Musiklexikon: Was bedeutet Kammermusik?

Kammermusik (1882)

Kammermusik, so viel wie Musik, die sich zur Aufführung in kleineren Räumen eignet, im Gegensatz zur Kirchenmusik und Theatermusik, heute auch besonders im Gegensatz zur Konzertmusik.

Die Bezeichnung Kammermusik kam zu Anfang des 17. Jahrhunderts auf, d. h. zu einer Zeit, wo eine Instrumentalmusik im heutigen Sinne nur in den ersten Anfängen existierte und sich auf vierstimmige Tänze sowie Tokkaten, Riccercari etc. beschränkte, betraf daher überwiegend Gesangsmusik, speziell die begleitete Gesangsmusik (Kammerkantate, Kammerduett). Als die größeren Formen der Instrumentalmusik aufkamen (Kammerkonzert, Suite, Symphonie (Ouvertüre), Sonate etc.), bezeichnete man auch diese, überhaupt alles, was nicht Kirchen- oder Theatermusik war, als Kammermusik.

Heute [um 1880] versteht man unter Kammermusik nur noch von wenigen Soloinstrumenten ausgeführte Werke, wie Trios, Quartette, Quintette etc. bis zum Oktett und Nonett, für Streichinstrumente oder für Streich- und Blasinstrumente, mit und ohne Klavier, Sonaten für Klavier und ein Streich- oder Blasinstrument, Solokompositionen für ein Instrument, auch wohl Lieder, Duette, Terzette etc. für Gesang mit Begleitung eines oder weniger Instrumente.

Der eigentliche Gegensatz von Kammermusik ist heute Konzertmusik (Orchester- und Chormusik). Da in der Kammermusik der Mangel an Klangfülle und Wechsel der Instrumentierung durch feinere Nuancierung und Detailarbeit ersetzt werden muss, so spricht man mit Recht von einem besonderen Kammerstil.
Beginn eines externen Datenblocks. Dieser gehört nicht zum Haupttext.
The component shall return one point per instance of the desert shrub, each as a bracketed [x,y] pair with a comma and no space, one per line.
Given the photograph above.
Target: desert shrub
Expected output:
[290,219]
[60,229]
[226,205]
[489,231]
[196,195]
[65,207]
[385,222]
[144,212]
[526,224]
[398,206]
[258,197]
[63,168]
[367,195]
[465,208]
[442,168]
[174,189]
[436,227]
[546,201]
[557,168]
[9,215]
Es gilt als Fehler eines Kammermusikwerks, wenn die Stimmen orchestral behandelt sind.

Kammer-Kantate, Kammer-Sonate, Kammer-Konzert und andere Zusammensetzungen - siehe Kantate, Sonate, Konzert etc. [Riemann Musik-Lexikon 1882, 435]

Kammer, Kammermusik (1882)

Kammer, abgeleitet von Camera, d. h. bedeckter Wagen, hieß bei den fränkischen Königen das abgesonderte Gemach, in welchem sie ihr Privateigentum bewahrten. Daher bezeichnet man jetzt [um 1880] damit die Privatangelegenheiten des Fürsten im Gegensatz zu seinen Hof- und Staatsangelegenheiten.

Dementsprechend bezeichnet Kammermusik (italienisch: Musica da camera, französisch: Musique de chambre) zunächst die Musik, welche zum Privatgebrauch, für das stille Gemach der Fürsten geschrieben ist, gewissermaßen ihre Hausmusik bildet. Bei der Zusammenstellung ihrer Kapellen waren die Fürsten seit dem 18. Jahrhundert namentlich bedacht, einzelne Virtuosen zu gewinnen, die sie dann für ihre privaten Musikübungen heranzogen. Man konnte hierzu natürlich nur die weniger rauschend und stark klingenden Instrumente brauchen, die Holzblasinstrumente und die Streichinstrumente neben dem Clavicembalo. Es wurde Aufgabe der Kammerkomponisten für derartige Instrumentenvereine, Tonstücke zu schreiben, und so entstanden das Duo für Cembalo und eine Geige, ein Violoncello oder Flöte, Oboe u. dgl., für zwei Geigen, für Geige und Viola u. dgl.; das Trio für Geige, Violoncello und Cembalo oder für Geige, Bratsche und Violoncello; das Quartett für Cembalo, Geige, Bratsche und Violoncello oder für vier Streichinstrumente oder für ein Cembalo und Blasinstrumente, das Quintett, Sextett, Septett usw.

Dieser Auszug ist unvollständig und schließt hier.